# Dimensions of a certain style Euro crossing blinker and crossbucks



## Mike Toney (Feb 25, 2009)

Since you cant find one of these for real in the states, I want to build one for my back yard. The pic I posted is the style I want to build from wood and metal. Going to use an old basketball hoop pole for the mounting pole. If anybody has one of these near thier home in Europe or has a online source for dimensional data, please let me know. Thanks Mike


----------



## chuck n (Jan 2, 2008)

Mike

If you measure the diameter of your basket ball pole, you could use that to scale up the dimensions of everything in your picture from the diameter of the pole in the picture.

Chuck


----------



## chuck n (Jan 2, 2008)

I just took some measurements off your picture.

If we use 1 to represent the diameter of your post then the following numbers can be multiplied by the diameter of your post to get the dimensions you need. My neighbor has a basket ball post and it is 3.5 inches in diameter.

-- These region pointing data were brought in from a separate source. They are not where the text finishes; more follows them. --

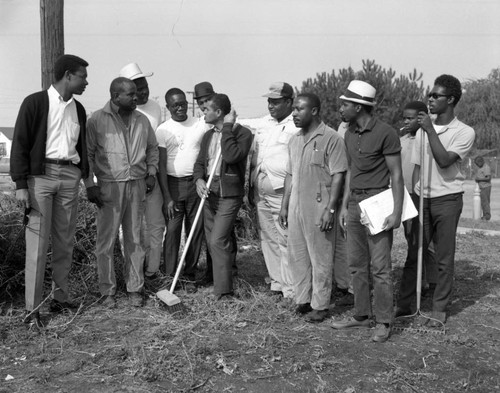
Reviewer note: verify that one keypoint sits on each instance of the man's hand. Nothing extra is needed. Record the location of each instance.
(23, 196)
(168, 209)
(391, 222)
(231, 117)
(283, 218)
(425, 121)
(150, 183)
(201, 188)
(326, 221)
(94, 195)
(343, 221)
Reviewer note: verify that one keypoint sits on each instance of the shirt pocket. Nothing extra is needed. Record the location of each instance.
(318, 157)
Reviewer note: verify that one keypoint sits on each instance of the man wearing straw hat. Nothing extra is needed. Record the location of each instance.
(225, 196)
(373, 152)
(154, 225)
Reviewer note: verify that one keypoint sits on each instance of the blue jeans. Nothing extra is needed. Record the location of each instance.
(363, 248)
(441, 217)
(219, 219)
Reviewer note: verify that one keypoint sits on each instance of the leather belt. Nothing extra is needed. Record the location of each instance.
(58, 162)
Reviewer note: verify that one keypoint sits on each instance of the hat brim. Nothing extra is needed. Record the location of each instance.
(357, 100)
(141, 75)
(275, 96)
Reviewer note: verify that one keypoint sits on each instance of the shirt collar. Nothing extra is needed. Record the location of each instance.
(55, 96)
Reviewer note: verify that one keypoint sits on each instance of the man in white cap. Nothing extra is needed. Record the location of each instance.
(374, 156)
(268, 163)
(315, 175)
(154, 221)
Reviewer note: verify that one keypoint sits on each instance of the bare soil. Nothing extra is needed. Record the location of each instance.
(251, 344)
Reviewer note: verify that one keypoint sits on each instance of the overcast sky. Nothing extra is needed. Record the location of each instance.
(242, 46)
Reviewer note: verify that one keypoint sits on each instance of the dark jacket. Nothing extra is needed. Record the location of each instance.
(27, 156)
(235, 145)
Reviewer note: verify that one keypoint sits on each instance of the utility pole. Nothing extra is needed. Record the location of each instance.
(52, 37)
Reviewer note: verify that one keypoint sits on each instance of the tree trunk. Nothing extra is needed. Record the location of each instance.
(52, 37)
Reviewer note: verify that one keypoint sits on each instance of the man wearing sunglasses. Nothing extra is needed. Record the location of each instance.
(447, 142)
(48, 159)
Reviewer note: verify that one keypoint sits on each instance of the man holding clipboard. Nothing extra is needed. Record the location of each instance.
(374, 162)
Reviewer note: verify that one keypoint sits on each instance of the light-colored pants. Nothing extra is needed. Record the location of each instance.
(311, 256)
(273, 238)
(54, 199)
(123, 203)
(154, 228)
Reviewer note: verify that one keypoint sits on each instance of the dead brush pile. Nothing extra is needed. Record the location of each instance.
(83, 276)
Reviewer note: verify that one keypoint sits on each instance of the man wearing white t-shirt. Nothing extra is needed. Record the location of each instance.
(179, 143)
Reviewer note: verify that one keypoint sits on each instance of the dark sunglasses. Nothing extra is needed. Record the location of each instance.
(435, 96)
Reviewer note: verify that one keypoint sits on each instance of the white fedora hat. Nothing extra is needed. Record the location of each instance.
(132, 71)
(360, 92)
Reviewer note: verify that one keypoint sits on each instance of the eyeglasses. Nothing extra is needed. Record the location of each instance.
(435, 96)
(178, 105)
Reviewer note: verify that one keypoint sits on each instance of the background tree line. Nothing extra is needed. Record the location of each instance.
(479, 106)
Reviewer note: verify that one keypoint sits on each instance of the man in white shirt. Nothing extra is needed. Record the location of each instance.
(267, 175)
(154, 223)
(48, 159)
(179, 144)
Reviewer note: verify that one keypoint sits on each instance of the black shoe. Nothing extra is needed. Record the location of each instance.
(205, 281)
(316, 316)
(33, 318)
(402, 312)
(303, 308)
(58, 307)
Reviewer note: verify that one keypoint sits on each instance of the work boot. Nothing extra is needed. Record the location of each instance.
(316, 316)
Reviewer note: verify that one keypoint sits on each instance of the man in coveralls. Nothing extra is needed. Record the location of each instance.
(315, 175)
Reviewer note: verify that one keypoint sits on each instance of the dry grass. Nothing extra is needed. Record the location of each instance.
(251, 343)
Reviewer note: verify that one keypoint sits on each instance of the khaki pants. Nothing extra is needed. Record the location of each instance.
(273, 238)
(123, 203)
(54, 198)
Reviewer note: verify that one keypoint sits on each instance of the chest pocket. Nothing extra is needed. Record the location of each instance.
(318, 157)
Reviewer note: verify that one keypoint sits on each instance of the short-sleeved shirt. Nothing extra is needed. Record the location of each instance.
(182, 142)
(366, 151)
(456, 137)
(313, 159)
(407, 142)
(270, 154)
(484, 171)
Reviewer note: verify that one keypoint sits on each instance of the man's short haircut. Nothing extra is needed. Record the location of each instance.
(118, 83)
(69, 63)
(221, 101)
(452, 85)
(418, 106)
(313, 100)
(172, 92)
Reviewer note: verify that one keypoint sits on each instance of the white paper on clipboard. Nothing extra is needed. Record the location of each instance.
(376, 208)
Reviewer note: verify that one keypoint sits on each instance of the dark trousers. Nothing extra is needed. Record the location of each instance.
(485, 194)
(441, 217)
(183, 192)
(220, 216)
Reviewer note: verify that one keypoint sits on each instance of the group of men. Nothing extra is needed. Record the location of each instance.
(306, 182)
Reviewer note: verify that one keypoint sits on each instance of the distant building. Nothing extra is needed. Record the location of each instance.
(6, 134)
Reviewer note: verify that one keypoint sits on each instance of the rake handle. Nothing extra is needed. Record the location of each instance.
(195, 222)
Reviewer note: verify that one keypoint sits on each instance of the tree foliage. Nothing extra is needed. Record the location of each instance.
(480, 108)
(393, 92)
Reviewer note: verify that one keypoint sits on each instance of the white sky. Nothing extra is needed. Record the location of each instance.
(242, 46)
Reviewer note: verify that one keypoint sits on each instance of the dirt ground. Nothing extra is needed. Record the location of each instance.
(251, 344)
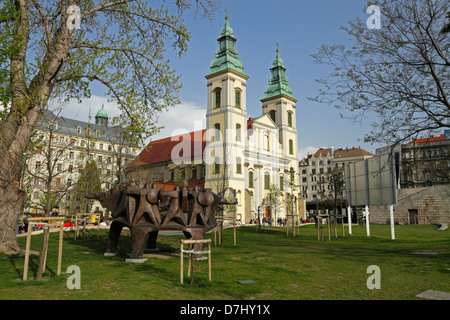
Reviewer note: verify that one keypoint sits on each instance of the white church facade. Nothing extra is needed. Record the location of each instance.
(248, 154)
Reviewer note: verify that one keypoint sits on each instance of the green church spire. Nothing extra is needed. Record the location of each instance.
(227, 55)
(278, 83)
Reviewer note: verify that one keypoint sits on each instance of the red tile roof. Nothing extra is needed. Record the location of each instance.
(353, 152)
(323, 152)
(160, 151)
(430, 139)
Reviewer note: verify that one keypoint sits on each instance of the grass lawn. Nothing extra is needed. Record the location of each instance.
(283, 268)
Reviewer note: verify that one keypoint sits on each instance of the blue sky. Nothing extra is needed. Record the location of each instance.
(300, 28)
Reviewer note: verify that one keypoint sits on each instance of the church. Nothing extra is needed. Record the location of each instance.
(248, 154)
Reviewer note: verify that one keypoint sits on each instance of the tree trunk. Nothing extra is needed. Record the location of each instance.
(12, 199)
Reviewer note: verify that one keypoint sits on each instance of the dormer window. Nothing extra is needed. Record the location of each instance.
(237, 95)
(217, 95)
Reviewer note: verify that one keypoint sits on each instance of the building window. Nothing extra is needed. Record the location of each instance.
(217, 132)
(289, 119)
(272, 115)
(267, 180)
(217, 165)
(238, 132)
(217, 92)
(292, 174)
(267, 143)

Cross buck arms (units) ----- size based upon a 3.5" diameter post
width 1.8 ----- 3.5*1.8=6.3"
length 14 ----- 49"
length of red tip 3 ----- 10.5"


Shield
width 10 ----- 35"
height 8 ----- 28"

Sorry my table didn't format with the spacing I wanted. I inserted the dashes to separate the columns.

I can't find my protractor so I can't help with the angle.

Chuck


----------



## ntpntpntp (Jan 14, 2008)

I found this deep within a pdf here: 
http://www.gesetze-im-internet.de/bundesrecht/ebo/gesamt.pdf dimensions are in millimetres.


----------



## Mike Toney (Feb 25, 2009)

perfect, thanks!


----------